Greeting the new year

Greeting the new year

As one year comes to a close and another begins it's natural to think about how we want to be better next year. Many of us make New Year's resolutions or look back on the past year focusing on our shortcomings. We might resolve to lose weight, meditate, and be more organized. The problem is that these are focused on things we identify as deficiencies.

Why do we focus on our weaknesses?  A study from 2016 found that we tend to see weaknesses as more changeable than strengths. The good news is that the opposite is true. There is a better way.

Studies have shown that we grow faster when we focus on developing our strengths.  Not only that, people who focus on improving their strengths are more confident, less anxious, and happier.

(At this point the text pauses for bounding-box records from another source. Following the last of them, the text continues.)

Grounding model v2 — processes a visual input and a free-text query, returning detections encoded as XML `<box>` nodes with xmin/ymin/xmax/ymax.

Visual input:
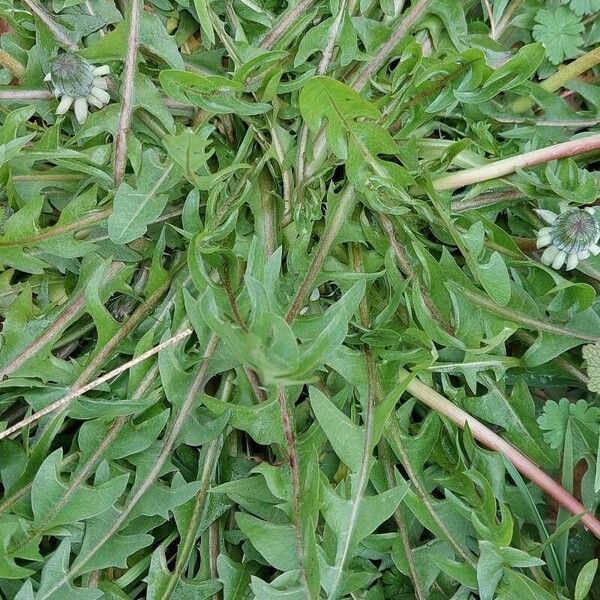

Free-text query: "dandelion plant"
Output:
<box><xmin>0</xmin><ymin>0</ymin><xmax>600</xmax><ymax>600</ymax></box>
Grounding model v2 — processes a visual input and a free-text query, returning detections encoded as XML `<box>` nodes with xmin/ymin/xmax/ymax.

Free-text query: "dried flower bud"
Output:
<box><xmin>536</xmin><ymin>207</ymin><xmax>600</xmax><ymax>271</ymax></box>
<box><xmin>44</xmin><ymin>52</ymin><xmax>110</xmax><ymax>124</ymax></box>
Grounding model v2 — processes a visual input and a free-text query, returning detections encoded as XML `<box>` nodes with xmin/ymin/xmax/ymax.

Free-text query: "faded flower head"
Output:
<box><xmin>44</xmin><ymin>52</ymin><xmax>110</xmax><ymax>125</ymax></box>
<box><xmin>535</xmin><ymin>206</ymin><xmax>600</xmax><ymax>271</ymax></box>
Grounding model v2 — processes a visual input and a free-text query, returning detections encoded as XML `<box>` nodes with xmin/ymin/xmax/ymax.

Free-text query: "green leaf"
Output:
<box><xmin>235</xmin><ymin>513</ymin><xmax>299</xmax><ymax>571</ymax></box>
<box><xmin>309</xmin><ymin>387</ymin><xmax>365</xmax><ymax>473</ymax></box>
<box><xmin>299</xmin><ymin>76</ymin><xmax>379</xmax><ymax>159</ymax></box>
<box><xmin>575</xmin><ymin>558</ymin><xmax>598</xmax><ymax>600</ymax></box>
<box><xmin>146</xmin><ymin>546</ymin><xmax>221</xmax><ymax>600</ymax></box>
<box><xmin>31</xmin><ymin>450</ymin><xmax>129</xmax><ymax>529</ymax></box>
<box><xmin>532</xmin><ymin>6</ymin><xmax>583</xmax><ymax>65</ymax></box>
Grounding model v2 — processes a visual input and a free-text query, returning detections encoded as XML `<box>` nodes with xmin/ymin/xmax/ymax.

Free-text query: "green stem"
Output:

This could be because most of us have a pretty harsh inner critic whispering in our ears all day long. If we keep our strengths front of mind we counter that voice and keep in mind what's really true about us.

What if we focused on the strengths and behaviors that are already supporting our goals? We could start by noticing the small things we did that day that we feel good about. We could note, for example, that we ate a healthy breakfast, made a meditation out of a daily chore, or wrote a to-do list at the beginning of the day.

Where attention flows energy goes.  -James Redfield

If we practice this, over time we might see that we're doing better than we thought. We notice strengths we can build on.

For me, that meant noticing that I have created a very productive morning routine but that by four o'clock I'm done.  Instead of having some caffeine in the afternoon to extend my work day, I focused on using my already effective morning routine to front-load my day.

In Practice

I use the 5 Minute Journal to jot down three things I am grateful for every morning. In the evening there are three slots for Highlights of the Day. In this space, I write three things I did that day that I feel good about. Yesterday it was:

  • I sent an encouraging text to someone who needed it.
  • I spent time reading and learning.
  • I stopped and watched the crows fly by my window and marveled at their grace.

Instead of wishing I was a kinder person, more committed to learning, or more present to the small joys of life, I make a point of noticing times when I already exhibit those qualities. I feel a little happier with myself, a little more satisfied with my life, and a little more optimistic. Meanwhile, those qualities are strengthened by the simple act of noticing them.

At the end of each year, I write an entry in my journal on the things that went well, what I learned and how I grew in the past year.

Try it

Don’t take my word for it; see and test for yourself” The Buddha

If building on your strengths resonates with you, try noting the things you did well at the end of each day for a week.  What did you discover about yourself?